# 2005 GTO wheel bolt spacing/ rotors



## danfigg (Sep 27, 2009)

I have been searching for parts for our GTO and found these rotors that show the bolt pattern is 4.72 inches or 5X120 MM. I know people were talking about bolt pattern for wheels. Is this an error-----Danfigg

Part Number: E35GD7299 2005-2006 GTO
MFR#: GD7299
EBC 3GD SPORT SLOTTED AND DIMPLED BRAKE DISCS, VENTED, BLACK ZINC, SET OF 2 -- 5 x 120 mm bolt hole pattern; 12.6 in. diameter; Features dimple drilled holes to eliminate rotor cracking, wide aperture slots that keep pads and rotors cooler, full width slots that help remove dirt, dust, debris, and water from the braking area and maintain a flat and parallel pad surface; With anti-corrosion coating that prevents ribbing and scoring of the rotor surface; Designed to eliminate rotor galling and improve brake efficiency; With EBC's limited 6-month or 10,000-mile warranty.
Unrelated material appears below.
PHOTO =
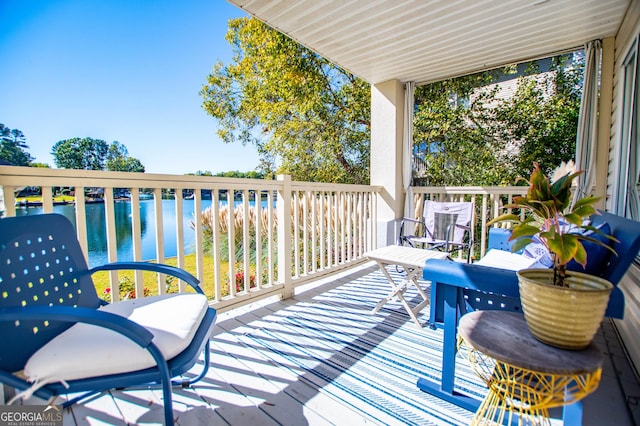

Part Number: CE120.62089 2005-2006 GTO
MFR#: 120.62089
CENTRIC PREMIUM BRAKE DISC, FLOATING TYPE, SOLD INDIVIDUALLY -- 5 x 4.72 in. bolt hole pattern; 12.58 in. outer diameter; 0.50 in. bolt size; 1.18 in. minimum thickness; Features double disc ground finish that ensures parallelism, eliminates run out, and provides near perfect disc thickness variation; Fully machined surfaces provide smoother, quieter stops, and longer brake pad life; OE specification center-split core castings offer proper heat transfer and thermal efficiency for improved braking power and safety; With superior black E-coating on all non-friction surface to provide long lasting corrosion protection; Meets or exceeds OEM standards; With Centric's limited 90-day or 3,000-mile warranty.

Location: Front


----------



## jpalamar (Jul 22, 2008)

Links where you found this?


----------



## AlaGreyGoat (Jul 6, 2006)

4.72 inches or 5X120 MM is correct for the GTO

Larry


----------



## danfigg (Sep 27, 2009)

sorry but I clicked on a site and the link came up but The brand name is at the beginning of the part number EBC was one and Centric was the other. I am just bringing this to the GTO sites attention as I remember that there was a debate as to the wheel lug spacing. 5X120 as opposed to the BMW size and the american size of 5X4.75. Remember folks I just got my GTO on july 31 and I am catching up on the info. There is lot of info here and I have gone almost thru the whole site already. I think I have this vehicle down but I am never ashamed to ask questions or bring something like this to the attention of the group. I am asking a question as the the validation of the info I provided. If it is wrong than I think it should be shared and the correct info should be given----Danfigg


----------